5. De beoordeling van het geschil
5.1 Het College staat voor de beantwoording van de vraag of verweerder terecht heeft beslist dat appellante niet in aanmerking komt voor de door haar verzochte energieverklaringen, als bedoeld in artikel 11, eerste lid, eerste volzin, onderdeel b, van de Wet IB.
Hierbij is allereerst de vraag aan de orde of de door appellante aangemelde spuitgietmachines bedrijfsmiddelen zijn, die kunnen worden begrepen onder de omschrijving van rubriek 221202 in de Energielijst 1998.
Hieromtrent overweegt het College als volgt.
Ingevolge artikel 2 van de Uitvoeringsregeling komen slechts die investeringen in (onderdelen van) bedrijfsmiddelen voor een energieverklaring in aanmerking, die zijn aangewezen in de Energielijst 1998 en die bestaan uit de in die bijlage genoemde bestanddelen. Voormeld artikel sluit naar tekst en strekking aldus investeringen uit die niet op de Energielijst 1998 voorkomen.
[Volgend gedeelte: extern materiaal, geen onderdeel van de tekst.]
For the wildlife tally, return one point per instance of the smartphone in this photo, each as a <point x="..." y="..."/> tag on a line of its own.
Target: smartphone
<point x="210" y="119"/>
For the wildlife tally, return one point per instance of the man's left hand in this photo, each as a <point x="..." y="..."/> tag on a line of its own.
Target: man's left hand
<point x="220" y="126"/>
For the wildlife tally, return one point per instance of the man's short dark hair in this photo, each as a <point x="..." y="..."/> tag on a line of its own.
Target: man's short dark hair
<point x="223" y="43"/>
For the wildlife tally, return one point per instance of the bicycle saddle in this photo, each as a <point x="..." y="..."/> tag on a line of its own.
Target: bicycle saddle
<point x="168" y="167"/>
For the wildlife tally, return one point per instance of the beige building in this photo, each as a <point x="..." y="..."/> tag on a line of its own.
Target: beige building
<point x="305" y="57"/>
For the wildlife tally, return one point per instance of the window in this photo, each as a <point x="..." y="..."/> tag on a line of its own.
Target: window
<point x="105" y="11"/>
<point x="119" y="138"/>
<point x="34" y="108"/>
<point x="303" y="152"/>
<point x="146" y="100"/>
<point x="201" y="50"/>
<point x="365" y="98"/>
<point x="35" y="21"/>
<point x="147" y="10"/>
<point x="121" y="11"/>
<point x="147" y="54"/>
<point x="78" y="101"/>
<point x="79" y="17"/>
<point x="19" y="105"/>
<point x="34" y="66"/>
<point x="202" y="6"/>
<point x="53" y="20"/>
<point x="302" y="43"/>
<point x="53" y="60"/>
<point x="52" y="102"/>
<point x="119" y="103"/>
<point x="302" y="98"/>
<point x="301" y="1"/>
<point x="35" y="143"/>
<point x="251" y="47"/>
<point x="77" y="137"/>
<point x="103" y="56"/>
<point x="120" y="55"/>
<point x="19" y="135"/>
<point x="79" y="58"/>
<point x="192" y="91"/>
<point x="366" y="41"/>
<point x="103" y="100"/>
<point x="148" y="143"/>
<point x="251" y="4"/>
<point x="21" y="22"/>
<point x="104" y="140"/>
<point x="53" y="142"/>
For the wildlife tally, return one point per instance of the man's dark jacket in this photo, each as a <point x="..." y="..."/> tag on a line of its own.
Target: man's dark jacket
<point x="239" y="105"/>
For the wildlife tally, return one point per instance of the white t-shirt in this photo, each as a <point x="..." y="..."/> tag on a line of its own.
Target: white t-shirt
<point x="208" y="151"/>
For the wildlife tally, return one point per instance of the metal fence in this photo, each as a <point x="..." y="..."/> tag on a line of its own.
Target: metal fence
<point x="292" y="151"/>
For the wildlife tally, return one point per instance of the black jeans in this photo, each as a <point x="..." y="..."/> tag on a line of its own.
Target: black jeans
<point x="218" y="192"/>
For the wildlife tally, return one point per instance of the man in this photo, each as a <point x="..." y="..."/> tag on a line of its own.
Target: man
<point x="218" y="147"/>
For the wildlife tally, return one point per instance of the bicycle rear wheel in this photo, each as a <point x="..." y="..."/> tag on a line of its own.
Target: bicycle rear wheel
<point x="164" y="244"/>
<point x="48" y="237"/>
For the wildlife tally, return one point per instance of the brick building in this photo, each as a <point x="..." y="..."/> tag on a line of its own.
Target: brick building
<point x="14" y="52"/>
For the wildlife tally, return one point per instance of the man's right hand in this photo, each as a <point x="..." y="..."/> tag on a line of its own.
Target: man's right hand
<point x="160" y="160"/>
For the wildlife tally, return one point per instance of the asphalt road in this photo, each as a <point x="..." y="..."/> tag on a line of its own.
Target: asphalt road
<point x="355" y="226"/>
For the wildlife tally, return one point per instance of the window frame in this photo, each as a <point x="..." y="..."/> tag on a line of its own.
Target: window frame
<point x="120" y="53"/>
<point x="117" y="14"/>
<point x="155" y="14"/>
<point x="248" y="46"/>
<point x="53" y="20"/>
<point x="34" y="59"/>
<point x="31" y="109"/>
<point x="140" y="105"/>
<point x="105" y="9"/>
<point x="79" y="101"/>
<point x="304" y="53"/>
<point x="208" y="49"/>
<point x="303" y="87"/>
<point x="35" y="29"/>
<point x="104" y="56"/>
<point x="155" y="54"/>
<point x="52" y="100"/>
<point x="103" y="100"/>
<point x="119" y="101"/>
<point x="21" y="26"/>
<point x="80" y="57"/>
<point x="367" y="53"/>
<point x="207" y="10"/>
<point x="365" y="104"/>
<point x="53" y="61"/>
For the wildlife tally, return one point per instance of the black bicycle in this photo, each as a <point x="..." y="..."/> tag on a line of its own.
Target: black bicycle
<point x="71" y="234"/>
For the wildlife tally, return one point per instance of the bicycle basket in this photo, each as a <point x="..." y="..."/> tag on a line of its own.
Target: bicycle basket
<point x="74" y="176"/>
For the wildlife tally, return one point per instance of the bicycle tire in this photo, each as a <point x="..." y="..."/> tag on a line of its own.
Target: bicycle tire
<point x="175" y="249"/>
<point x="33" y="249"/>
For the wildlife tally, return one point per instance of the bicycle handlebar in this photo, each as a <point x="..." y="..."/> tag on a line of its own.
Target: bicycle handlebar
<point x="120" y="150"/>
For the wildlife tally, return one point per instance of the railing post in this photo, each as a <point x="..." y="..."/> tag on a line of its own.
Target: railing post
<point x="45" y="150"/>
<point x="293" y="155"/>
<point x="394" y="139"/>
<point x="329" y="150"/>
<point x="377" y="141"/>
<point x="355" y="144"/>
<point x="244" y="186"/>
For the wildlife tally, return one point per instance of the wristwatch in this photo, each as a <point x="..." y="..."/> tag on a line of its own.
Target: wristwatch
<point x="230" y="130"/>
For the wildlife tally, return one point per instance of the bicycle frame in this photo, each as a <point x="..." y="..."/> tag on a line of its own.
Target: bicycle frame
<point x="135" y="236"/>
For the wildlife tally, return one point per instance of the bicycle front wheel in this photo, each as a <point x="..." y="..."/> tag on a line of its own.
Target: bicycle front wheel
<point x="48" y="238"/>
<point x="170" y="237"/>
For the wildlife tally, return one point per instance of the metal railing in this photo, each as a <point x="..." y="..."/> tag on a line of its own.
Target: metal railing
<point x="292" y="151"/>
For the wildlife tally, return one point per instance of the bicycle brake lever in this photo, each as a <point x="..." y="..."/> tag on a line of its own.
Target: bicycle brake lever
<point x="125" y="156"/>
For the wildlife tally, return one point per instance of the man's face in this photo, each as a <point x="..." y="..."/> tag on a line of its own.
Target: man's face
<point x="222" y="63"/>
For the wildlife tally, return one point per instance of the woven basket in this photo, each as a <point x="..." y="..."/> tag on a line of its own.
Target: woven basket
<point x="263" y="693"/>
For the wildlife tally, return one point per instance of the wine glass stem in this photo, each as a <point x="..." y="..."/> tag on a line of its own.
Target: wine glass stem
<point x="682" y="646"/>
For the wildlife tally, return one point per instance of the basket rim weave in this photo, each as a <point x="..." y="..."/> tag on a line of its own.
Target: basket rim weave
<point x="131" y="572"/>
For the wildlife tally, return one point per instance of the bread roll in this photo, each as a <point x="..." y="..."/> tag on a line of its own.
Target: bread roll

Gelijk verweerder heeft betoogd, is in dit geval niet voldaan aan het in rubriek 221202 genoemde vereiste van het voorzien zijn van een "uitsluitend elektrische aandrijving", nu het onderhavige systeem naast een elektrisch aangedreven plastificeerschroef is voorzien van een hydraulisch gedreven inspuit- en uitwerpmechanisme. Dat het hydraulisch gedreven inspuit- en uitwerpmechanisme wordt aangedreven door een elektrische pomp maakt de zaak niet anders. Evenmin doet aan voormeld oordeel af de omstandigheid dat het onderhavige bedrijfsmiddel beschikt over de in meergenoemde rubriek vermelde elektrische schroefrotatiemotoren.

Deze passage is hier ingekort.